I sat myself on the desk, more or less where Todd had been sitting during my interrogation. Moloch stood over by the window
with his back to us, letting me make my play with no interruptions. Maybe he just wasn’t interested in this side of things.

“You started a sentence earlier,” I reminded Todd. “You were there when I something-or-other. How was that going to end?”

“I forget,” Todd said with a sneer that sounded convincing despite the slight slur in his voice. He had to be in a lot of
pain. And it was going to get worse before it got better.

“Okay. Doesn’t matter,” I reassured him. “Todd, I broke in here tonight to look through your files and get the lowdown on
the Mount Grace posse. But since you’re here in the flesh—even if it isn’t exactly your flesh—there’s another favor you can
do me. It’s going to be ugly, and it’s going to be messy, and at the end of it, I don’t know what kind of shape you’ll be
in, but it won’t be good. To tell you the truth, it makes me a little bit sick just thinking about it, but I’ll do it if I
have to. Because if it works, it could save my life later tonight. So I figure I’ll cut you a deal. Tell me about the setup
at the crematorium. About inscription night. How many people are going to be there. What sort of defenses they’ll have laid
on. When it will all get started and when’s the best time to go in. Tell me what to expect and I’ll leave it at that. I’ll
walk out the door, and the cleaners will find you in the morning.”

Todd glanced up at me again from under half-lidded eyes. The pain of his injured arm seemed to have driven him into mild shock;
either that or he was controlling it with some kind of meditation technique, because there was something otherworldly about
his calm. He breathed out through his nostrils, conveying a world of contempt. “You bluff badly, Castor,” he murmured. “I’m
a dead man already, so death doesn’t scare me. And I’ve got powerful friends. Torture me and kill me, I’ll just come back.”

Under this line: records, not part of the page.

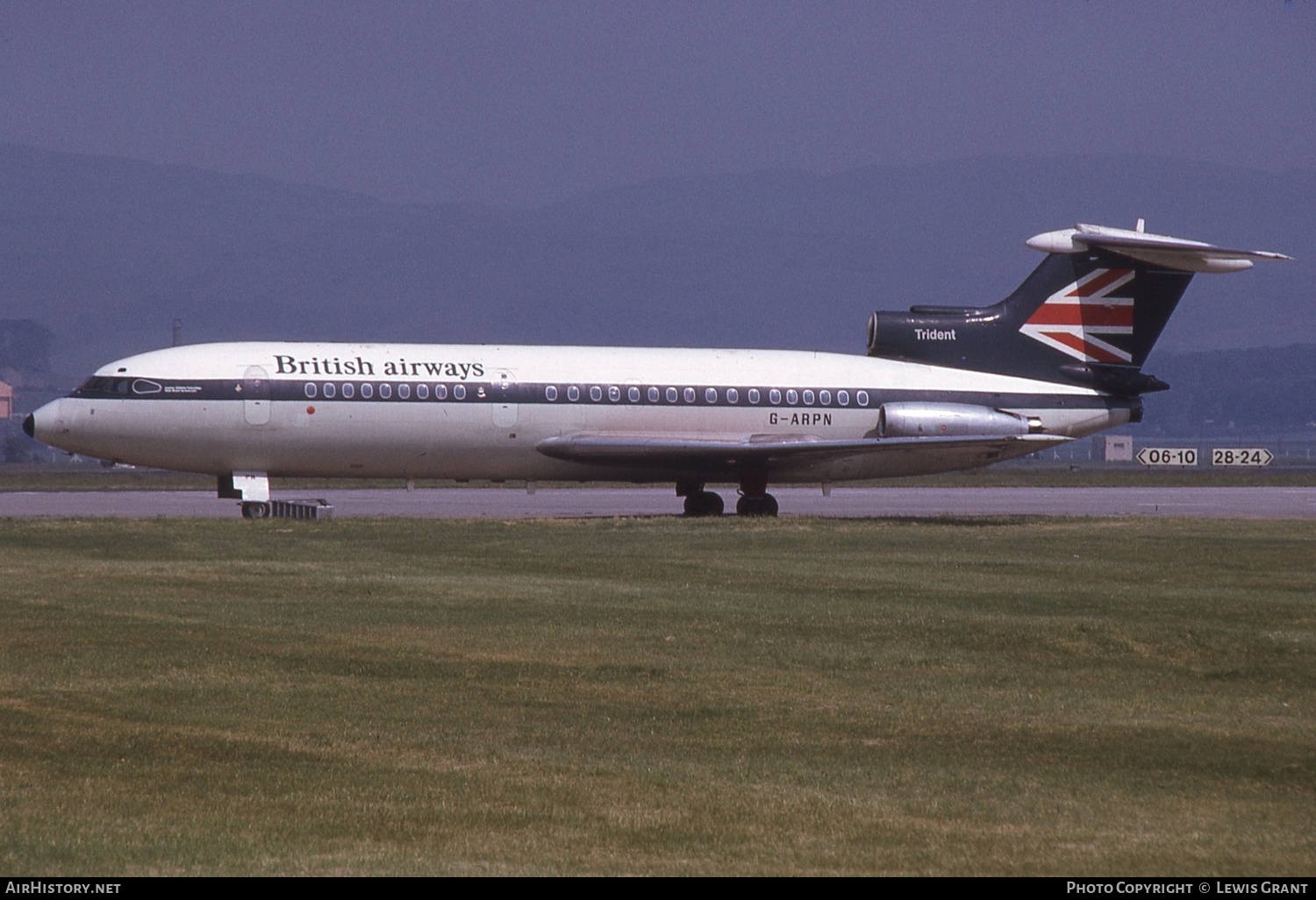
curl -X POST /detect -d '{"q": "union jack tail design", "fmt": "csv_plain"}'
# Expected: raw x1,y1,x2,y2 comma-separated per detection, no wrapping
1019,268,1134,365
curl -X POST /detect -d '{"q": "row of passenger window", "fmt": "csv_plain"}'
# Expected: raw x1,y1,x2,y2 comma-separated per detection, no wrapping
544,384,869,407
304,382,484,400
304,382,869,407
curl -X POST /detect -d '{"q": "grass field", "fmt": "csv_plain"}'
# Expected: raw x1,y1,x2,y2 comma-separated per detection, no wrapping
0,461,1316,494
0,518,1316,875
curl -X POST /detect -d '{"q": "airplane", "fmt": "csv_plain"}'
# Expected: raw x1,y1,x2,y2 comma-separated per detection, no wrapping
23,220,1291,518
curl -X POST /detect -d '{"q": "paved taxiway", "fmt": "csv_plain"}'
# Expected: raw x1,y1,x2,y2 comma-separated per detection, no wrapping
0,487,1316,518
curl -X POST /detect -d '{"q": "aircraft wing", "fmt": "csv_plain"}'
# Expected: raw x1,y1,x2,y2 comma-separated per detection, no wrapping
537,432,1071,473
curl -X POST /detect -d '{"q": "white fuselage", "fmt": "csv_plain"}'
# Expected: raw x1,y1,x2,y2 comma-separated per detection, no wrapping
25,342,1131,482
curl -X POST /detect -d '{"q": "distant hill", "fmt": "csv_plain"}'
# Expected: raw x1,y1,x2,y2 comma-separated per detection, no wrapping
1139,344,1316,439
0,145,1316,382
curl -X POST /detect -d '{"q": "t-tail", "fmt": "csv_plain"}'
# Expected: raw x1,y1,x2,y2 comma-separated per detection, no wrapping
869,220,1290,396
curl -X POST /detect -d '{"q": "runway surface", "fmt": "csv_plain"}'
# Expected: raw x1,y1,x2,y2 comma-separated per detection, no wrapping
0,487,1316,518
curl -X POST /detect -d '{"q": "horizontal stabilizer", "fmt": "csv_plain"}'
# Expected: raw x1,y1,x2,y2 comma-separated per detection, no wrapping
1026,224,1292,273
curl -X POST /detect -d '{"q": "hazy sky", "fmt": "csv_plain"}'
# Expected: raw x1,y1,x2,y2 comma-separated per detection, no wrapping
0,0,1316,204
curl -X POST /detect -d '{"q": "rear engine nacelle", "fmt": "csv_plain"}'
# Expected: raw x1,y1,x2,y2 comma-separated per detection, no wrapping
878,403,1042,437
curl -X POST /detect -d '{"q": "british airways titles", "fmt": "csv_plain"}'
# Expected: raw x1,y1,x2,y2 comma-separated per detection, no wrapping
274,354,484,382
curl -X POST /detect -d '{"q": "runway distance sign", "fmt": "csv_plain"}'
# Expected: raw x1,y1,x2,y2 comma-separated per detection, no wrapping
1139,447,1198,466
1211,447,1276,466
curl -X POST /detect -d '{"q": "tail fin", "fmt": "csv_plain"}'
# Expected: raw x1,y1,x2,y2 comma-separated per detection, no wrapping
869,220,1289,395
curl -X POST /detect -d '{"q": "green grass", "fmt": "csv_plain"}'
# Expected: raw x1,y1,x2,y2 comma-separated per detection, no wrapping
0,518,1316,875
0,461,1316,494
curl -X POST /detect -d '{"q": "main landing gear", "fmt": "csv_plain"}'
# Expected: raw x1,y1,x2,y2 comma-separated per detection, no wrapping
676,484,726,516
676,475,776,518
242,500,270,518
736,473,776,516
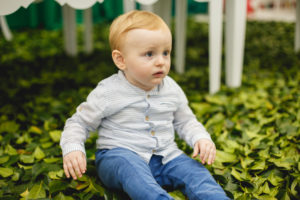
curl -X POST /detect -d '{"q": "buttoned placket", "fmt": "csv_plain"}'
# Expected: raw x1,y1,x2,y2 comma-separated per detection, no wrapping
145,94,157,154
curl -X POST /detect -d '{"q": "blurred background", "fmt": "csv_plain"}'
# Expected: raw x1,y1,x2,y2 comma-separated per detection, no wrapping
0,0,300,200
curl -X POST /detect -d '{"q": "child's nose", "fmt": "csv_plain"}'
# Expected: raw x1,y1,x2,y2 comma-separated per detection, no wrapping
156,56,165,66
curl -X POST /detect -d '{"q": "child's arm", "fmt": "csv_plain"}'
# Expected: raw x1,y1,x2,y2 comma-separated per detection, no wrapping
63,151,86,180
193,139,216,165
60,87,105,179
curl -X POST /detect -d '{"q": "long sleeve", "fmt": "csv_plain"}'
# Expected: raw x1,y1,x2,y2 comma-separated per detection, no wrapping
174,86,211,147
60,86,105,156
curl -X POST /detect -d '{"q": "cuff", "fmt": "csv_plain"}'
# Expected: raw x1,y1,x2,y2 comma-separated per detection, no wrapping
62,144,86,156
192,133,213,148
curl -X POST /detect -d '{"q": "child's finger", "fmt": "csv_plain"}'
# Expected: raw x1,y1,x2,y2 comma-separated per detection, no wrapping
67,162,77,180
72,158,82,178
207,148,216,165
200,144,207,164
192,143,199,158
78,154,86,174
64,163,70,178
203,145,211,163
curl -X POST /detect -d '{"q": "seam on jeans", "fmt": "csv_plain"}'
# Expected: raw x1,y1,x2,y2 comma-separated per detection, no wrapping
167,175,201,200
113,157,171,199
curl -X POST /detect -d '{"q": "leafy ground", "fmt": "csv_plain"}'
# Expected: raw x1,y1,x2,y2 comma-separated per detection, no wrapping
0,20,300,200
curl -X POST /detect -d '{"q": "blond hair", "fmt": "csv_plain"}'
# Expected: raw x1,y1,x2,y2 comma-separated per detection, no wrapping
109,10,169,51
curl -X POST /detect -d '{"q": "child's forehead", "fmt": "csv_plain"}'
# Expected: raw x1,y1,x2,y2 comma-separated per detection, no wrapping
124,29,172,48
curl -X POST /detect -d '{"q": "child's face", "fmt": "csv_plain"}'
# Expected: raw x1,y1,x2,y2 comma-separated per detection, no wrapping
121,29,172,91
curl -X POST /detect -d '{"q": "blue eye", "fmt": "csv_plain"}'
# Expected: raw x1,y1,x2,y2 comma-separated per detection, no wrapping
146,51,153,57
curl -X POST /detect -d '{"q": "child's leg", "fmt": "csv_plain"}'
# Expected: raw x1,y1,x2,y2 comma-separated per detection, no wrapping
96,148,173,200
158,154,229,200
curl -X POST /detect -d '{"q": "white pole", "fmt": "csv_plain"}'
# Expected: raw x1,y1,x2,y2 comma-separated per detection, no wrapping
0,16,12,41
225,0,247,87
295,0,300,52
63,4,77,56
209,0,223,94
83,8,93,54
175,0,187,74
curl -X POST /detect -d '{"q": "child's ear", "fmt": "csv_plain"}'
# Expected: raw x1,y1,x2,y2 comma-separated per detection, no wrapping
111,50,126,70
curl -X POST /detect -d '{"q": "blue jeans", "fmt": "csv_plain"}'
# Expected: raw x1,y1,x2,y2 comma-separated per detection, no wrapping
96,148,229,200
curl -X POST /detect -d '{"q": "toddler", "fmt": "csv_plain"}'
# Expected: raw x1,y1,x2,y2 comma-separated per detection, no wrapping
60,11,228,200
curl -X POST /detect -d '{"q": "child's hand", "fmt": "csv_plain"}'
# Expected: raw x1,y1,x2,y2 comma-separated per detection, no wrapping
193,139,216,165
63,151,86,180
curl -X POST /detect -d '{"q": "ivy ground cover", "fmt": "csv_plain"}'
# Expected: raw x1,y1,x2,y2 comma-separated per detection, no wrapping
0,20,300,200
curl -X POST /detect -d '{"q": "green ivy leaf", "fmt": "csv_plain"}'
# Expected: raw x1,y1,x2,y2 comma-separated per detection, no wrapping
49,130,61,142
44,158,61,163
27,182,46,199
54,192,74,200
33,147,46,160
0,167,14,178
5,144,18,156
48,169,64,179
216,150,237,163
0,156,9,164
28,126,43,135
0,121,19,133
20,155,34,164
251,160,266,170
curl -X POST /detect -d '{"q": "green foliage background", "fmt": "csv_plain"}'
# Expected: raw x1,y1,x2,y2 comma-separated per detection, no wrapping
0,19,300,200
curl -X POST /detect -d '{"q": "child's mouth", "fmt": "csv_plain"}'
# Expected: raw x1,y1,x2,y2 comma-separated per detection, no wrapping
153,71,164,77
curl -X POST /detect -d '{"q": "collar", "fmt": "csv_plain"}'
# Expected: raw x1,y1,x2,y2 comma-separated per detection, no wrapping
118,70,164,95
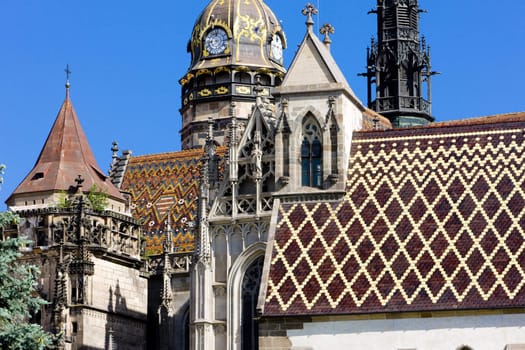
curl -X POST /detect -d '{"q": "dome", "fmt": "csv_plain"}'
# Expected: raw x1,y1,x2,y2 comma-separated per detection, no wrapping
188,0,286,72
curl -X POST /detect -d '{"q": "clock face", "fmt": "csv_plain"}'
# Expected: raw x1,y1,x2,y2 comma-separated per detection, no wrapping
204,28,228,55
272,34,283,61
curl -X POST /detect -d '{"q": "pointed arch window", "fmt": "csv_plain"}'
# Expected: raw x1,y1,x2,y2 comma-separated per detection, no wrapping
241,256,264,350
301,115,323,187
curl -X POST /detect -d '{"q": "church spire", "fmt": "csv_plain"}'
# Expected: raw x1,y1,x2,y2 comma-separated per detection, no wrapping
361,0,436,127
7,71,124,208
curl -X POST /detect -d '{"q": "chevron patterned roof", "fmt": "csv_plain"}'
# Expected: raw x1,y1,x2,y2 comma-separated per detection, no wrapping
264,113,525,316
122,149,202,255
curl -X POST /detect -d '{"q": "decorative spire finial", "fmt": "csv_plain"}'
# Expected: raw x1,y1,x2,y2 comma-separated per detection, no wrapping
302,3,319,31
319,23,335,48
64,64,71,89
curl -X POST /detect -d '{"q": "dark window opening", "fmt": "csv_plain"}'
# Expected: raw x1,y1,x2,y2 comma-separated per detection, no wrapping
241,256,264,350
301,116,323,187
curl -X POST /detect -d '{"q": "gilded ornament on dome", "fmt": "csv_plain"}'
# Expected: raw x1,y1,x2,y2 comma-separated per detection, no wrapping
199,89,212,97
235,86,252,95
196,69,211,78
215,86,230,95
214,66,230,74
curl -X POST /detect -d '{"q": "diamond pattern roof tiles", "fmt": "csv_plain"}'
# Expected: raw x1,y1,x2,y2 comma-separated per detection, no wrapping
264,115,525,316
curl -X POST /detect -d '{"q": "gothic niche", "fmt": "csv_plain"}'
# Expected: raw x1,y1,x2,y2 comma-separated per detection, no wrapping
241,256,264,350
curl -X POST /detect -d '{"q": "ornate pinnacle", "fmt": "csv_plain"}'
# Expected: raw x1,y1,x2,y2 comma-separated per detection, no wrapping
319,23,335,47
75,175,85,193
302,3,319,30
64,64,71,89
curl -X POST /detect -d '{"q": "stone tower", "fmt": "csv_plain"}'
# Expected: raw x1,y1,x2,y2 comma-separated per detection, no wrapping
180,0,286,149
7,83,147,350
362,0,436,127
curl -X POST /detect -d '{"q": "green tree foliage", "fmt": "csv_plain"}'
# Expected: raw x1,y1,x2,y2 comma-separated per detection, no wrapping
0,238,52,350
0,168,52,350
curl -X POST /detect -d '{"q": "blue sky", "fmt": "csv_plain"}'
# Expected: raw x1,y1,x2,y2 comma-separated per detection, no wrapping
0,0,525,206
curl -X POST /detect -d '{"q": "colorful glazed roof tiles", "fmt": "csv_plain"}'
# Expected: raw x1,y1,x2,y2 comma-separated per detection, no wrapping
263,114,525,316
122,149,202,255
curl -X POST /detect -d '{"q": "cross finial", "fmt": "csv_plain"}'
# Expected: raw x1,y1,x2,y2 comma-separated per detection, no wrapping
319,23,335,47
64,64,71,89
302,3,319,30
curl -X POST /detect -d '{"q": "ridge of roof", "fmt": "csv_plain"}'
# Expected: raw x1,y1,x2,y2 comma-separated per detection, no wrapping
130,146,227,164
358,112,525,134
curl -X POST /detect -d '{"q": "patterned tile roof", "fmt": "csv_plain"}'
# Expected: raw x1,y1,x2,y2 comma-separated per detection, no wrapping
122,149,202,255
263,114,525,316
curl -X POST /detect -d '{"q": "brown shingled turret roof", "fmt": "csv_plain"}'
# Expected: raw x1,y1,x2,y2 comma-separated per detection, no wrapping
7,88,124,204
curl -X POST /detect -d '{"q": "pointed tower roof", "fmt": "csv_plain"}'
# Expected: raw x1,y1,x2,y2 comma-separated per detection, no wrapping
6,83,124,205
278,4,364,109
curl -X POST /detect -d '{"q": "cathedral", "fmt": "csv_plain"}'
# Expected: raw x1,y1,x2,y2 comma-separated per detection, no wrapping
4,0,525,350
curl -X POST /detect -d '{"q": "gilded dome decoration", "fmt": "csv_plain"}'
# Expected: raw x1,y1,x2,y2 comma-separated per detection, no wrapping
179,0,286,149
188,0,286,71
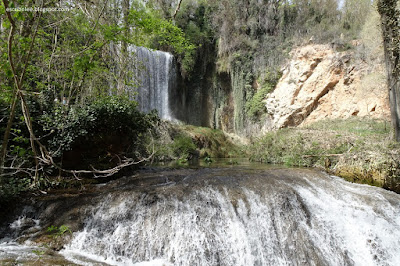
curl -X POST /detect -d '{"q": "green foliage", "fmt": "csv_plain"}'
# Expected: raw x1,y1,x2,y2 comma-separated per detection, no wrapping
39,96,158,166
172,135,196,160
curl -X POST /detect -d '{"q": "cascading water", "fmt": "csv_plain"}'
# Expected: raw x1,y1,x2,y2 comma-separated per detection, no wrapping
0,167,400,266
130,46,176,120
57,169,400,265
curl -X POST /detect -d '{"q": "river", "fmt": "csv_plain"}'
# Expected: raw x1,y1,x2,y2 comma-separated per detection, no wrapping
0,165,400,266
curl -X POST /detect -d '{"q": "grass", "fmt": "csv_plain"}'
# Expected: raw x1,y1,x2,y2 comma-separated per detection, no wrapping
248,118,400,192
150,122,246,162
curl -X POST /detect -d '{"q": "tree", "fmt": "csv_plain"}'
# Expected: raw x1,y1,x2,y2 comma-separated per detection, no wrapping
378,0,400,142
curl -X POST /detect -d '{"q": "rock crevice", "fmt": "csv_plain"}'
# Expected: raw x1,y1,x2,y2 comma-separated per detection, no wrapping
265,45,390,129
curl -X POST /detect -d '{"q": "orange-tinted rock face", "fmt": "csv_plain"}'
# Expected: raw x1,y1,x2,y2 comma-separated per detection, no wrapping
266,45,390,129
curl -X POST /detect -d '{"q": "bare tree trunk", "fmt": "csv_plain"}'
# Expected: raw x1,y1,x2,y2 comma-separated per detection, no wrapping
172,0,182,20
378,0,400,142
0,93,18,182
0,0,43,184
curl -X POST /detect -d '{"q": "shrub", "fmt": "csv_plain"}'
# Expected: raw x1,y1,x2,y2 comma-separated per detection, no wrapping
40,96,158,168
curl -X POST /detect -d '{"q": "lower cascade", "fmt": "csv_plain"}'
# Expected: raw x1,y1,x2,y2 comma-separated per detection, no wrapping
131,46,176,120
0,167,400,265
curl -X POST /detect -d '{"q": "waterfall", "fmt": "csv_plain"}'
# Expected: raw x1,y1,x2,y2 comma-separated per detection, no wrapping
130,47,176,120
53,169,400,265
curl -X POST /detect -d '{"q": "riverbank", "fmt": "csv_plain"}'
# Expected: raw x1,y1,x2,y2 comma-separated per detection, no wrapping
248,118,400,193
0,166,400,265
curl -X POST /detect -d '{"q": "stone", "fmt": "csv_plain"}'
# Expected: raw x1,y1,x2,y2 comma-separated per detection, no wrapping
265,44,390,130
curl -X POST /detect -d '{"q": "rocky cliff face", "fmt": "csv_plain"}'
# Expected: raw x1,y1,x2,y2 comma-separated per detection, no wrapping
265,45,390,129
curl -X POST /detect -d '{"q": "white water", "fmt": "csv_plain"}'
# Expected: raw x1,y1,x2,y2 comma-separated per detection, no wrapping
130,47,175,120
56,169,400,266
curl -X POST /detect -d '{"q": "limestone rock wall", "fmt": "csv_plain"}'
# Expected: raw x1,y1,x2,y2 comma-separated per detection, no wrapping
265,45,390,129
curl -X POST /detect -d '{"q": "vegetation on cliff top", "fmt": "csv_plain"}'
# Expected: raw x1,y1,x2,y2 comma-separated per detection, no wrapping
248,118,400,192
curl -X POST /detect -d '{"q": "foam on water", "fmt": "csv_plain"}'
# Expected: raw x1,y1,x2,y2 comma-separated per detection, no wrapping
58,169,400,265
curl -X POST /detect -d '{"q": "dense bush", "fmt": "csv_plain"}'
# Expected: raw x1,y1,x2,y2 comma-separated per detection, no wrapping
39,96,158,168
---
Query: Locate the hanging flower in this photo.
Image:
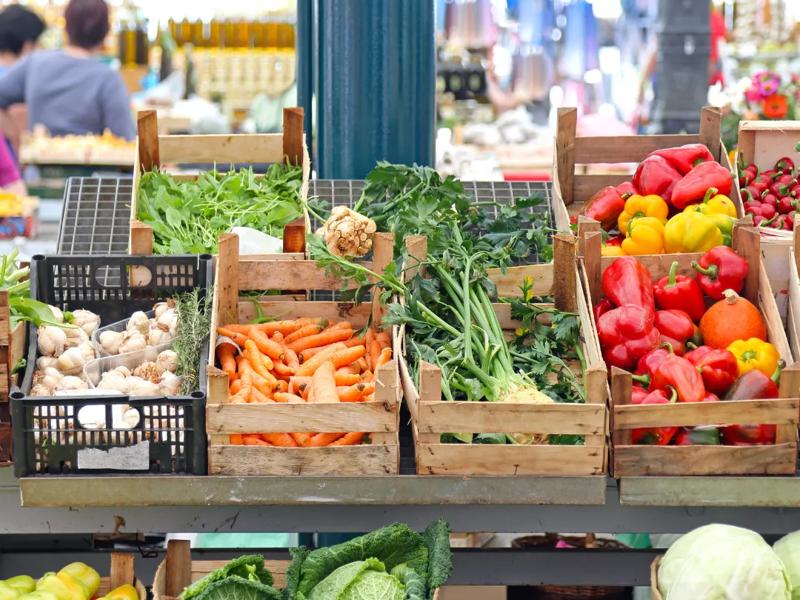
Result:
[762,94,789,120]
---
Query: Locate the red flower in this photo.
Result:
[763,94,789,120]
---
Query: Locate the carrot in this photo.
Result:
[283,346,300,371]
[217,327,247,346]
[311,361,339,402]
[330,346,367,369]
[330,431,366,446]
[295,343,346,375]
[287,329,353,352]
[261,433,297,448]
[273,392,306,404]
[367,340,381,371]
[217,344,236,378]
[250,329,290,360]
[289,433,313,446]
[242,435,272,446]
[283,323,324,344]
[336,383,375,402]
[334,371,361,385]
[375,347,392,371]
[307,433,344,448]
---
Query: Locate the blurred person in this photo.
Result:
[0,0,136,139]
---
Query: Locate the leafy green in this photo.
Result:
[286,522,452,600]
[188,575,283,600]
[181,554,274,600]
[136,163,303,254]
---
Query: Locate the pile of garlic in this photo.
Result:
[97,300,178,356]
[97,350,180,396]
[31,306,100,396]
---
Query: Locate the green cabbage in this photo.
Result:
[772,531,800,600]
[308,558,406,600]
[658,524,791,600]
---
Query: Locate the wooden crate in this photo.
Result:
[206,234,400,475]
[553,107,743,238]
[129,108,311,254]
[734,121,800,320]
[582,226,800,477]
[152,540,439,600]
[400,235,608,476]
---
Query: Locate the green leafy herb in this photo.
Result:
[136,163,303,254]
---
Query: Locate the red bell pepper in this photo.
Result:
[722,363,782,446]
[668,162,733,210]
[692,246,748,300]
[653,261,706,322]
[597,304,660,370]
[593,298,614,322]
[684,346,739,395]
[651,356,706,402]
[672,427,722,446]
[655,309,702,356]
[603,256,656,312]
[648,144,714,175]
[633,155,682,204]
[631,385,678,446]
[586,185,630,231]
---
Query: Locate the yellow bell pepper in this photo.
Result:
[622,217,664,256]
[600,245,625,256]
[58,562,100,598]
[99,583,139,600]
[728,338,780,377]
[36,573,83,600]
[617,194,669,236]
[664,212,725,254]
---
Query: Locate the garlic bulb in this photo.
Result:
[133,361,161,383]
[56,375,89,392]
[159,371,181,396]
[147,325,172,346]
[36,356,58,371]
[128,375,160,396]
[126,310,150,335]
[72,309,100,335]
[119,331,147,354]
[56,344,94,375]
[38,325,67,356]
[98,331,125,354]
[156,350,178,373]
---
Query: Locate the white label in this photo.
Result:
[78,440,150,471]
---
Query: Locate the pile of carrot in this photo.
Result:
[216,318,392,447]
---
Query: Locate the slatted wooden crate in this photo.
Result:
[153,540,439,600]
[553,107,743,239]
[206,234,400,475]
[400,235,608,476]
[130,108,311,254]
[582,226,800,477]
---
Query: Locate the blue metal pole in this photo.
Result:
[316,0,436,179]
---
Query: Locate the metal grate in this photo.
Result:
[57,177,133,255]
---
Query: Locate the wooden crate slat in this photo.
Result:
[614,398,800,429]
[417,401,605,435]
[614,444,797,477]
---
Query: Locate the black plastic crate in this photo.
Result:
[11,255,213,477]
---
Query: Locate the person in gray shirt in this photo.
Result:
[0,0,136,140]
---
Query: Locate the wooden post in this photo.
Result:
[553,233,578,312]
[215,233,239,327]
[283,108,303,165]
[164,540,192,598]
[136,110,161,172]
[699,106,722,160]
[733,225,761,306]
[556,108,578,206]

“If you’re dead, I can send you on your way,” I countered. “That’s what I do.” Moloch perked up at that and looked around
at me with a feral smile. The idea of catching Todd’s soul on the wing seemed to be a turn-on for him.

“You,” I said, pointing a finger at Moloch, “stay out of this or our deal’s canceled. Try to take this one soul now, and you’ll
lose your chance of eating all the others. You understand me?”

Moloch’s answer came from between bared teeth. “Yes.”

“Okay, then.” I turned to Todd again. “You know what I’m talking about,” I said. “Don’t you. I’m an exorcist. I have the power
to bind and break you.”

This time he managed a faint, sickly smile. “Do you?”

“Funny you should ask,” I said deadpan. “Normally, if I’m this close to a ghost, no matter what it’s wearing, I get a ping
on my radar. When I met you and Scrub—sorry, I mean Leonard—downstairs here, I got nothing. And every time I’ve seen you outside
this building, nothing all over again. You’ve got good camouflage, I have to say. I’d love to know how it’s done. But then
I guess you’ve been in the game long enough to have figured out a lot of the angles.”